Sabiendo qué tipo de materia gris teníamos, había algo que no podíamos permitirnos, recuerda Sara: el desparramo de todo ese patrimonio científico que se había formado en nuestra universidad. «Decidimos, entonces, con nuestro grupo científico, armar migraciones ordenadas, para que aquellos cerebros brillantes quedaran, al menos, en América latina».
Pero Sara no se fue; se quedó en la Argentina, entre otras cosas porque había tenido tres hijos con Rietti, el amigo de Milstein, con quien se casó en 1952, cuando aún le faltaba un año para recibirse. Y una década después, ya con sus tres chiquitos sobre la falda, se doctoró.
-Supongo que, si ahora cuesta, hace cuarenta años debía ser toda una proeza ser una científica de alto nivel, y además mamá de tres hijos. ¿Cómo se arreglaba?
-Y con Víctor éramos solidarios. Mirá, mi rutina era así: los chicos iban a la escuela a la tarde; a la mañana, yo los llevaba a la plaza y después me iba a la Facultad y a la noche, ya no tenía horario para volver. Tenía turnos nocturnos y hacía docencia. Y te digo algo: Rietti es mucho mejor cocinero que yo.
Víctor Rietti tiene hoy 83 años. Ambos viven en un piso luminoso sobre la avenida Las Heras, decorado como si allí viviera una pareja de profesionales cuarentones y cancheros. ¿Será así la vejez de los genios? «A este loco se le ocurrió hacer teatro, ahora? ¿vos podés creer?», se queja, en broma, Sara, mientras su marido improvisa su nuevo arte, en un cuarto contiguo.

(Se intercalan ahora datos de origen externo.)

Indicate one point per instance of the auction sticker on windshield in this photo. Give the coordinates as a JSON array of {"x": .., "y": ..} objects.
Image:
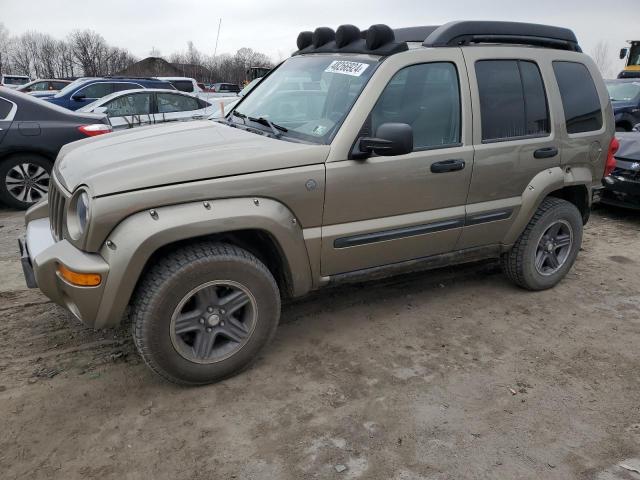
[{"x": 345, "y": 67}]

-¿Y con los boranos cómo hacía los fines de semana? Digo, como me contó que siempre tenían que estar fríos?
-Ibamos con Víctor al laboratorio; cambiábamos el aire líquido y la nieve carbónica. También venían los chicos, que corrían entre los tubos.
¿Y qué la llevaba a hacer todas esas cosas, el amor por la ciencia?
Sara dice que, en tantos años de vida, aprendió que hay algo que nos salva siempre. Y ese «algo» es la esperanza. «Nada podemos cambiar sin ella. ¿Cómo podemos cambiar las cosas si vemos todo negro, o pensamos que no hay salida? Por eso, creeme: la esperanza es revolucionaria«.